Serviable, souriant, gentil, généreux, les qualificatifs ne manquent pas à Danielle pour décrire son défunt fils qui vouait une passion au football. Avec ses amis Mevin et Ibrahim, Nathan venait d’ailleurs de remporter un tournoi. «Les trois ont grandi ensemble. Ils vivaient comme des frères. Ils ont toujours été très proches. Une chose est sûre : ces trois-là n’ont jamais eu de démêlés avec la justice. Ils étaient tous de bons garçons», souligne Danielle avec émotion.

 

Comme les familles de deux autres garçons, cette maman veut aussi plus que tout maintenant connaître la vérité sur les circonstances dans lesquelles les trois amis ont  trouvé la mort. «On entend trop de versions. Nous voulons connaître la vérité», insiste Danielle. Elle ne compte pas lésiner sur les moyens pour la connaître. Tout comme Zohra, Vidisha et les autres proches d’Ibrahim, de Mevin et Nathan.
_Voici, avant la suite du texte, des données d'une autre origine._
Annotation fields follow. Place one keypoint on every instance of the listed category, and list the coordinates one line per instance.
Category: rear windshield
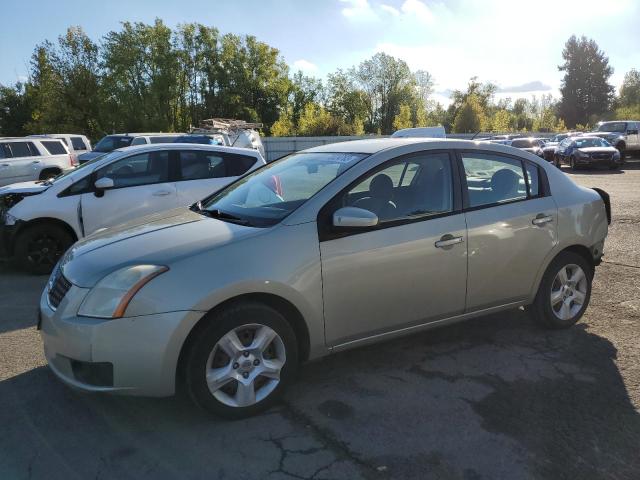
(164, 139)
(591, 142)
(524, 143)
(54, 147)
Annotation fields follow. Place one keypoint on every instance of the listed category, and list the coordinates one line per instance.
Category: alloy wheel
(568, 292)
(245, 364)
(44, 250)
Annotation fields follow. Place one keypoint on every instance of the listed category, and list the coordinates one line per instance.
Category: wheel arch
(576, 248)
(40, 221)
(291, 313)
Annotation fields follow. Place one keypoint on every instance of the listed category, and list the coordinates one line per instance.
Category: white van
(76, 144)
(421, 132)
(25, 158)
(40, 220)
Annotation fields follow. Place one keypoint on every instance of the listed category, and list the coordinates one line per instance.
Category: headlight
(9, 219)
(111, 295)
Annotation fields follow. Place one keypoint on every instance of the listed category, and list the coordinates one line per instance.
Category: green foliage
(470, 117)
(630, 89)
(502, 121)
(403, 118)
(585, 87)
(284, 126)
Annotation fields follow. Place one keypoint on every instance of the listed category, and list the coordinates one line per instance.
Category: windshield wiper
(220, 215)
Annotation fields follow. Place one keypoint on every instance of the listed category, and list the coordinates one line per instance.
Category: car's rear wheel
(39, 247)
(572, 162)
(564, 293)
(242, 360)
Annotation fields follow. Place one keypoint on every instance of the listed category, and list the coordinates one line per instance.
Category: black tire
(48, 173)
(542, 309)
(572, 162)
(203, 347)
(39, 247)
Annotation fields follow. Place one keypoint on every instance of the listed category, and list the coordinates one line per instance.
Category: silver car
(327, 249)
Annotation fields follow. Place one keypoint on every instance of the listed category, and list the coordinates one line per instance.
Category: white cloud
(358, 10)
(305, 65)
(389, 9)
(417, 10)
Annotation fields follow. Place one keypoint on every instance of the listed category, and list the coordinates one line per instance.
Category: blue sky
(516, 44)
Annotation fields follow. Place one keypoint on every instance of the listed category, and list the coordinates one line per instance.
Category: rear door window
(21, 149)
(493, 179)
(199, 164)
(54, 147)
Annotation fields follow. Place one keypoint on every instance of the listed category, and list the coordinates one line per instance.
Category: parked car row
(39, 221)
(33, 158)
(327, 249)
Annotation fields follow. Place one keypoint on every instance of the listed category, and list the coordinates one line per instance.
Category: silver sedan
(327, 249)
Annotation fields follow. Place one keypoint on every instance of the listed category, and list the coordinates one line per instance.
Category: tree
(586, 92)
(15, 110)
(403, 119)
(630, 89)
(387, 83)
(502, 121)
(470, 117)
(284, 126)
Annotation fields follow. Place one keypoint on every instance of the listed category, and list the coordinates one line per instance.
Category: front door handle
(542, 219)
(448, 240)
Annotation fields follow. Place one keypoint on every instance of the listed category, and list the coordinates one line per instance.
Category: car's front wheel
(39, 247)
(241, 361)
(564, 293)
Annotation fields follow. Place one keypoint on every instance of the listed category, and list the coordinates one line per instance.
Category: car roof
(371, 146)
(190, 146)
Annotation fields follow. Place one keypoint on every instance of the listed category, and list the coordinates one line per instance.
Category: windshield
(110, 142)
(591, 142)
(524, 143)
(613, 127)
(268, 195)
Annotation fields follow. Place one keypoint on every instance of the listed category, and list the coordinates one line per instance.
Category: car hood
(30, 188)
(159, 239)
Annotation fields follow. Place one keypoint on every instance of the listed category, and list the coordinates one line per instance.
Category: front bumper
(139, 354)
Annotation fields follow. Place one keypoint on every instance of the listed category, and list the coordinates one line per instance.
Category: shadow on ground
(492, 398)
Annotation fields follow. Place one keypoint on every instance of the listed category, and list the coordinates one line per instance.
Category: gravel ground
(495, 397)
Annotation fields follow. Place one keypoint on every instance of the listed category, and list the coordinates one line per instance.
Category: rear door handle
(542, 219)
(448, 240)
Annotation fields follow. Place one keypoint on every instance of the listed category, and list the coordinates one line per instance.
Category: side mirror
(102, 184)
(353, 217)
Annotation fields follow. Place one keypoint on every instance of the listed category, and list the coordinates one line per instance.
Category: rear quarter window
(78, 143)
(54, 147)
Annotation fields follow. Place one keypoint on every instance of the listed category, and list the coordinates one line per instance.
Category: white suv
(75, 143)
(40, 220)
(27, 159)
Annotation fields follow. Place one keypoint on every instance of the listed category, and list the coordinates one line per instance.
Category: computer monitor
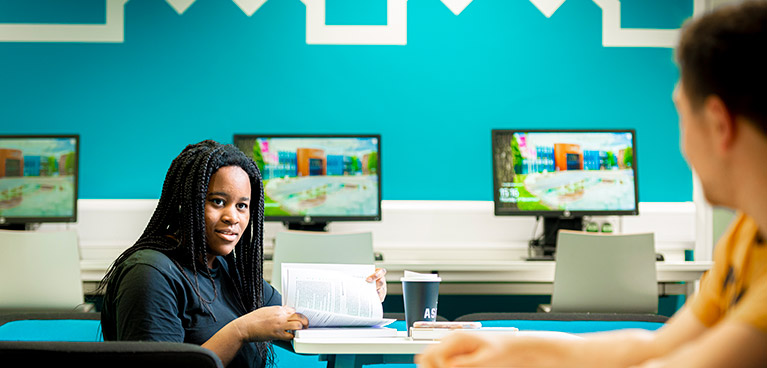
(310, 180)
(564, 175)
(38, 179)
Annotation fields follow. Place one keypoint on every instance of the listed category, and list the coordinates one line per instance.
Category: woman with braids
(195, 274)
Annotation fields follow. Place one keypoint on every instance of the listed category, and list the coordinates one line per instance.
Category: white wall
(410, 230)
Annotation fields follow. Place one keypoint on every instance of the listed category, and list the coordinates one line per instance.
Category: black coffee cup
(420, 297)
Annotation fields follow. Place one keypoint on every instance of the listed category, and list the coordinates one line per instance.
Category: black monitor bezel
(33, 220)
(563, 213)
(321, 219)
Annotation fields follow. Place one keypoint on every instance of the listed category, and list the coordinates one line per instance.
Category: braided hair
(177, 227)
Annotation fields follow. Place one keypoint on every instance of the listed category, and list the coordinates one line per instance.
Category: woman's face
(227, 210)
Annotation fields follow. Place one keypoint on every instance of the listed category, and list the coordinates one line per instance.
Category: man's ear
(720, 121)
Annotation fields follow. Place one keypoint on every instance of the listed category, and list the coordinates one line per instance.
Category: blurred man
(722, 103)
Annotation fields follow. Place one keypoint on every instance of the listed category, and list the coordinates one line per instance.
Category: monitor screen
(317, 178)
(565, 172)
(38, 178)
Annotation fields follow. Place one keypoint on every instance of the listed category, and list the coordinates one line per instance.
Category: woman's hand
(270, 323)
(378, 277)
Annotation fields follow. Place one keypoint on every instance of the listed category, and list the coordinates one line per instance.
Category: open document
(333, 295)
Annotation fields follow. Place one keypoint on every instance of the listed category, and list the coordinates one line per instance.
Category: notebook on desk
(345, 332)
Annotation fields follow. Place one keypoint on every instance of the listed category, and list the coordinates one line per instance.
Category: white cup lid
(420, 277)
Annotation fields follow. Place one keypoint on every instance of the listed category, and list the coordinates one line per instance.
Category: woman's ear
(720, 122)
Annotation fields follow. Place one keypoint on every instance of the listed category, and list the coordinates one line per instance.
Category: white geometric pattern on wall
(319, 33)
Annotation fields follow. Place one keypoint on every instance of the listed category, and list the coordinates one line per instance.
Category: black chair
(107, 354)
(78, 344)
(564, 317)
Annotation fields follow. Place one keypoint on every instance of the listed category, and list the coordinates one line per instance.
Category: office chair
(108, 354)
(600, 273)
(40, 270)
(314, 247)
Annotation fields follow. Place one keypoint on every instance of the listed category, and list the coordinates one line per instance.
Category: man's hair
(724, 53)
(177, 227)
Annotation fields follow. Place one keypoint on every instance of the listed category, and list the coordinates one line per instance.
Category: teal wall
(213, 71)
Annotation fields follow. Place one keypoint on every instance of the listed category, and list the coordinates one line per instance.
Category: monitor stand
(307, 226)
(18, 227)
(545, 248)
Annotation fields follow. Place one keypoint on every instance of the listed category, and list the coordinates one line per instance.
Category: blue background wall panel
(212, 71)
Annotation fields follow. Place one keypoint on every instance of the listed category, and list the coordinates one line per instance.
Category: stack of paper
(346, 332)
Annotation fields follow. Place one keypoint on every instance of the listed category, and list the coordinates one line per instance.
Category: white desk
(480, 276)
(353, 353)
(526, 277)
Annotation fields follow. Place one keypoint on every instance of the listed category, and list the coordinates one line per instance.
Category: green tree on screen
(356, 164)
(516, 156)
(258, 157)
(628, 157)
(51, 165)
(69, 163)
(373, 163)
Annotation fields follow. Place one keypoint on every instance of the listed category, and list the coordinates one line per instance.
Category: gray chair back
(600, 273)
(40, 270)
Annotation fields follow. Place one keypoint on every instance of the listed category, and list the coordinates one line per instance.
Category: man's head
(722, 94)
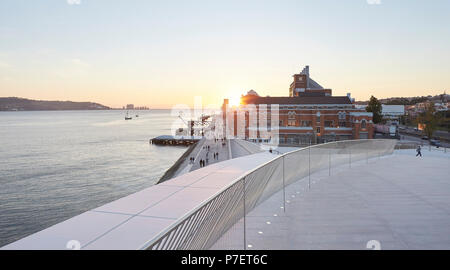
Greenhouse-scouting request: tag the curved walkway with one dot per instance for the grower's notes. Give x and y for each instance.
(401, 201)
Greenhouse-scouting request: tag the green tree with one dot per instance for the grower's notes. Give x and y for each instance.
(430, 119)
(374, 107)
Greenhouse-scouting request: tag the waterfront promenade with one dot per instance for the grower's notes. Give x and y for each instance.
(401, 201)
(397, 200)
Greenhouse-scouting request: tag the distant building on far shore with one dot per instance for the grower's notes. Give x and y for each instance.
(392, 112)
(309, 114)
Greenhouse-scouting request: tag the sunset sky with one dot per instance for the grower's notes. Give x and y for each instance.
(161, 53)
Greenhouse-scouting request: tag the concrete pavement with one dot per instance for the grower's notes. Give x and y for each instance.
(400, 201)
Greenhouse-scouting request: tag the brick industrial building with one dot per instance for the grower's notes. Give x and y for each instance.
(309, 113)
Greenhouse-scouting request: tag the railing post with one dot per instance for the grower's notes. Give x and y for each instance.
(329, 161)
(309, 165)
(284, 190)
(367, 154)
(349, 157)
(245, 214)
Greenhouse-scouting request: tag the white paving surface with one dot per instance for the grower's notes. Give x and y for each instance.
(400, 200)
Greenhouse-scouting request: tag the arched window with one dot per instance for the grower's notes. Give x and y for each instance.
(363, 123)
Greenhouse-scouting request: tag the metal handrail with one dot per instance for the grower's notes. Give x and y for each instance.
(161, 239)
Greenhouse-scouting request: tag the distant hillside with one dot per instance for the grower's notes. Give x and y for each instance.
(23, 104)
(410, 100)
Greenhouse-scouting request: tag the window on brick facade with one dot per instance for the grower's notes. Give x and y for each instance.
(363, 123)
(306, 123)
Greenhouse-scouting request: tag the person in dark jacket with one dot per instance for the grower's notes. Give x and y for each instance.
(418, 151)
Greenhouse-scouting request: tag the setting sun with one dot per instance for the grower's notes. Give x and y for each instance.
(235, 101)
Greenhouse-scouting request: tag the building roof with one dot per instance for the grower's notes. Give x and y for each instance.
(296, 100)
(311, 84)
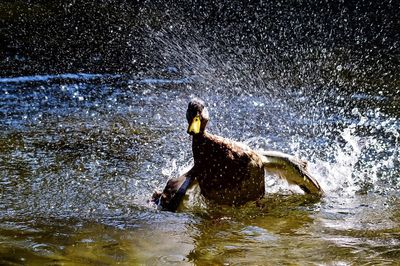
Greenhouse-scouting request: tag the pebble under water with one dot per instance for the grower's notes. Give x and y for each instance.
(81, 154)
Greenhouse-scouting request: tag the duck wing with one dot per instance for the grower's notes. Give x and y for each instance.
(173, 193)
(292, 169)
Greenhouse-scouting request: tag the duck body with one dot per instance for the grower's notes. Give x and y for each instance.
(228, 172)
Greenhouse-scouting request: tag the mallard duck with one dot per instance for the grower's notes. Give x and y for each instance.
(229, 172)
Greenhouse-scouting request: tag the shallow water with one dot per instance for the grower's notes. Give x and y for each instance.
(81, 154)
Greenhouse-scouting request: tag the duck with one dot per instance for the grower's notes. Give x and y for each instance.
(229, 172)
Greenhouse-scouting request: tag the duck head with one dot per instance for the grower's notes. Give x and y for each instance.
(197, 117)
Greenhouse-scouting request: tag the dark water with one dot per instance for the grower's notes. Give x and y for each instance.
(80, 155)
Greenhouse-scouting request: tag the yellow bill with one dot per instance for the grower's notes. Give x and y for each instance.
(194, 127)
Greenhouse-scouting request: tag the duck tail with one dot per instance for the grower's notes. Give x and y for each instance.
(292, 169)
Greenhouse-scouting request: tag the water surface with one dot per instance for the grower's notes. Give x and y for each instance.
(80, 155)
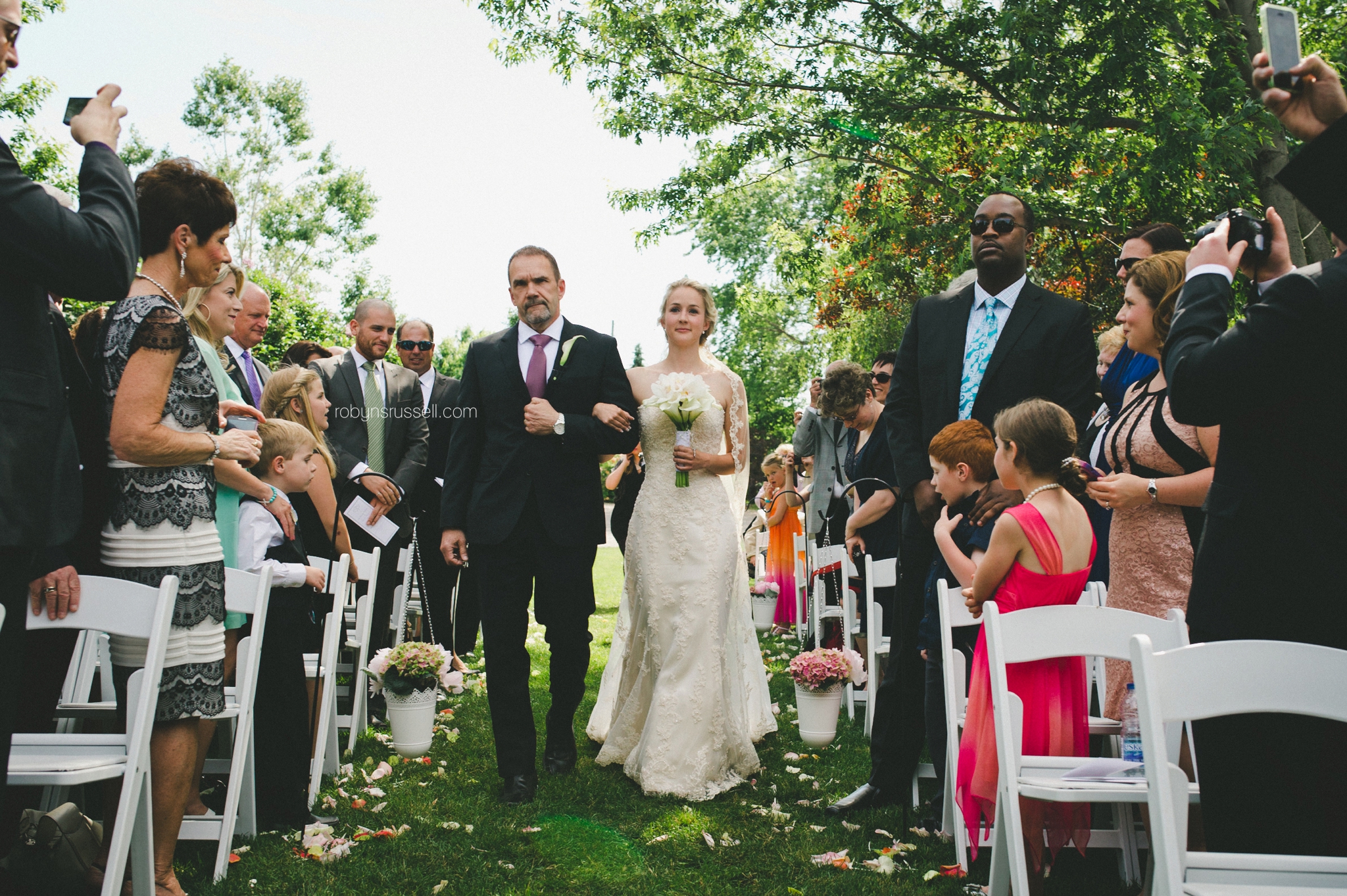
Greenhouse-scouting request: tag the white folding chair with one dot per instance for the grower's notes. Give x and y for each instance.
(322, 669)
(802, 586)
(358, 618)
(64, 761)
(398, 619)
(1227, 678)
(248, 594)
(1043, 632)
(827, 560)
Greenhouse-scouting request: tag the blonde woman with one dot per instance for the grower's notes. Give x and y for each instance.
(210, 314)
(297, 394)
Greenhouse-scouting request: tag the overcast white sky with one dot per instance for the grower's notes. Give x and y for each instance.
(470, 159)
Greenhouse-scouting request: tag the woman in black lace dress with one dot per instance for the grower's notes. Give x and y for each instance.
(164, 435)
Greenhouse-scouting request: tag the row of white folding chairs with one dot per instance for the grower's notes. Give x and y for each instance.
(1227, 678)
(72, 759)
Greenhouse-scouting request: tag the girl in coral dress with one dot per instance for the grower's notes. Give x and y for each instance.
(780, 502)
(1039, 556)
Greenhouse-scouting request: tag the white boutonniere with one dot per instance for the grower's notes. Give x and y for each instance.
(566, 349)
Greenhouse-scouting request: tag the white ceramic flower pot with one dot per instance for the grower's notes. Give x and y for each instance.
(818, 713)
(764, 611)
(412, 720)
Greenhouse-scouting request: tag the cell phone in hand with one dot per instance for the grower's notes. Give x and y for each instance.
(1281, 42)
(74, 105)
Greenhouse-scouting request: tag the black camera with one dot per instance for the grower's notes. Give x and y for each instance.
(1242, 226)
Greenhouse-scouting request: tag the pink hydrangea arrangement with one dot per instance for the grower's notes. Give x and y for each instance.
(412, 667)
(823, 668)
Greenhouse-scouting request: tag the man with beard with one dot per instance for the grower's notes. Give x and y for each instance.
(966, 356)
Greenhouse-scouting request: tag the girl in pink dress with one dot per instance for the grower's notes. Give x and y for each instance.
(1039, 556)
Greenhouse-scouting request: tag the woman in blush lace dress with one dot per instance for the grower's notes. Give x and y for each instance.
(685, 692)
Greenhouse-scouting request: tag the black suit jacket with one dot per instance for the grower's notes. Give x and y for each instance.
(1047, 350)
(404, 423)
(439, 420)
(236, 373)
(495, 463)
(1275, 384)
(45, 248)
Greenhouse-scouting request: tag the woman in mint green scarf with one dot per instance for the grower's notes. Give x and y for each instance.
(210, 314)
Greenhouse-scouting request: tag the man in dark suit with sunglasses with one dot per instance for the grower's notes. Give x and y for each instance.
(965, 356)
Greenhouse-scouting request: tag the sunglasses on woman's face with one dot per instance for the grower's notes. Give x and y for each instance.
(1002, 225)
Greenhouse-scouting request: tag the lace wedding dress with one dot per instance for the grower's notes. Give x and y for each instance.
(685, 692)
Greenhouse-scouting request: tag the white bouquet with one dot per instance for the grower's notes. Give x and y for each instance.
(683, 397)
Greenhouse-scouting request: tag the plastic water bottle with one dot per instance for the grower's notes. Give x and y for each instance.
(1131, 727)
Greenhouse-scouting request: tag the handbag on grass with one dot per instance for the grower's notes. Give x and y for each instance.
(54, 851)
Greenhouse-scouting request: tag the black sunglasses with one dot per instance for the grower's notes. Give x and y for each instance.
(1001, 225)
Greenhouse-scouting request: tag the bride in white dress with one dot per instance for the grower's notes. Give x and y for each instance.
(685, 693)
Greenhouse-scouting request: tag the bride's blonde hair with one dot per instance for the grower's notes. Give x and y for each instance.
(708, 303)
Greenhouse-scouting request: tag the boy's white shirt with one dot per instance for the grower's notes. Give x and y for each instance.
(258, 532)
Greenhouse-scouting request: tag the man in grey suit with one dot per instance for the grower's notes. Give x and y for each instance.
(248, 373)
(378, 431)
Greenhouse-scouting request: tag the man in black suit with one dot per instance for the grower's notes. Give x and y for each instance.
(248, 373)
(522, 487)
(439, 393)
(91, 256)
(1273, 383)
(971, 354)
(378, 431)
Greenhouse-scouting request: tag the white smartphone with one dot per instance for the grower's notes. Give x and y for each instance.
(1281, 42)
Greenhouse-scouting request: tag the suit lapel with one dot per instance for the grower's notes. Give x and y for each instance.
(954, 334)
(1025, 307)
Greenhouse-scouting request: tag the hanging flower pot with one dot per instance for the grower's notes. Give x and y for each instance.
(410, 676)
(820, 677)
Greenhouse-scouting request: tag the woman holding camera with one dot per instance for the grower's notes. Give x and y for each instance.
(1162, 470)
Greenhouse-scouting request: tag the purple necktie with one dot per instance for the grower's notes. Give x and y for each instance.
(251, 373)
(537, 379)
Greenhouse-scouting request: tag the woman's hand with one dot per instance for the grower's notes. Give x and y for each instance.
(1117, 492)
(612, 416)
(687, 459)
(243, 446)
(231, 408)
(971, 603)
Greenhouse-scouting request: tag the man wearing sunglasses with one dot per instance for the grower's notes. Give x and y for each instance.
(965, 354)
(89, 256)
(439, 393)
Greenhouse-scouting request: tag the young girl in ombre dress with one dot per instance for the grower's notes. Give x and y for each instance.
(780, 504)
(1039, 556)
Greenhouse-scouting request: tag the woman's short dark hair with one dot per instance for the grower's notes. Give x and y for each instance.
(176, 193)
(845, 389)
(302, 352)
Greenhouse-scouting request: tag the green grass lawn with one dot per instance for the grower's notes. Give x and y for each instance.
(597, 833)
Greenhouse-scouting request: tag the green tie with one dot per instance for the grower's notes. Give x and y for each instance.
(374, 419)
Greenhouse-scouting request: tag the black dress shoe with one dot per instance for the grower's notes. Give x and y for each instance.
(864, 797)
(520, 789)
(559, 759)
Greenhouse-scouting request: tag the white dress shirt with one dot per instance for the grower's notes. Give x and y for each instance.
(526, 348)
(428, 381)
(978, 314)
(381, 379)
(259, 531)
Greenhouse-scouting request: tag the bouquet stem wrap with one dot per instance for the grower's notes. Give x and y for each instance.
(683, 397)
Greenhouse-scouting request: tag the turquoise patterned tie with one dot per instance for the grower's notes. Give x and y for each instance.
(374, 419)
(975, 360)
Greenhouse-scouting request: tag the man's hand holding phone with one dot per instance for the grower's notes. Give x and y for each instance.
(100, 120)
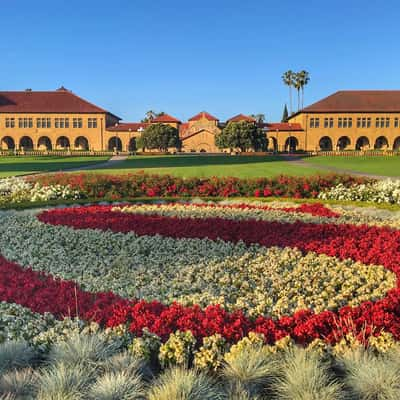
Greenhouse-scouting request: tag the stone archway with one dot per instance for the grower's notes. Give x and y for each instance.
(44, 143)
(272, 144)
(62, 143)
(26, 143)
(343, 143)
(81, 143)
(325, 144)
(362, 143)
(7, 143)
(132, 145)
(291, 144)
(114, 142)
(381, 143)
(396, 144)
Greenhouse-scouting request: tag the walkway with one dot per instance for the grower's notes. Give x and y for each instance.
(114, 160)
(302, 162)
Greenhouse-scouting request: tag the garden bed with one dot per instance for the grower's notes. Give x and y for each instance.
(201, 283)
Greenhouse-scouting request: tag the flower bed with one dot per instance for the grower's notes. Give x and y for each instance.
(115, 187)
(386, 191)
(226, 269)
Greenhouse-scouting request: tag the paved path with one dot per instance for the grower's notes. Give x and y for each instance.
(301, 162)
(114, 160)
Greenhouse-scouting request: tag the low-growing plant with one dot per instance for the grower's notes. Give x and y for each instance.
(82, 349)
(304, 376)
(118, 385)
(185, 384)
(64, 382)
(16, 354)
(126, 361)
(251, 370)
(372, 377)
(20, 383)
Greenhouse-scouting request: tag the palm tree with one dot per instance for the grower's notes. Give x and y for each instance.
(151, 115)
(304, 78)
(297, 85)
(260, 118)
(288, 79)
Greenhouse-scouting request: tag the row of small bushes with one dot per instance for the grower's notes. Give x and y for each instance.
(90, 367)
(115, 187)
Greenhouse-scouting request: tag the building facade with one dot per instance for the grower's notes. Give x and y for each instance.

Une manière de leur rendre hommage et de se concentrer sur autre chose que le chagrin.

 


 

Les victimes étaient-elles poursuivies pas l’ADSU ?

 

L’inspecteur Coothen, responsable du service de presse de la police, est catégorique : «Nous ne sommes pas en présence de cette information selon laquelle la voiture accidentée était poursuivie par un véhicule de la police.» Une source au niveau de l’Anti-Drug & Smuggling Unit avance toutefois qu’il y avait bien eu une opération ce soir-là. Selon nos informations, la voiture conduite par Ibrahim avait été prise en chasse depuis Plaine-Magnien où il aurait pris livraison d’un colis suspect. Selon nos informations toujours, des proches des victimes qui seraient arrivés sur les lieux de l’accident peu après la collision fatale auraient rapidement fait disparaître le colis de la Honda. Ce que nient catégoriquement les familles des trois jeunes hommes. L’inspecteur Shiva Coothen profite, pour sa part, de l’occasion pour présenter ses sincères condoléances aux familles endeuillées. Aux autres automobilistes, il conseille d’éviter les excès de vitesse, l’utilisation du portable et l’abus l’alcool au volant.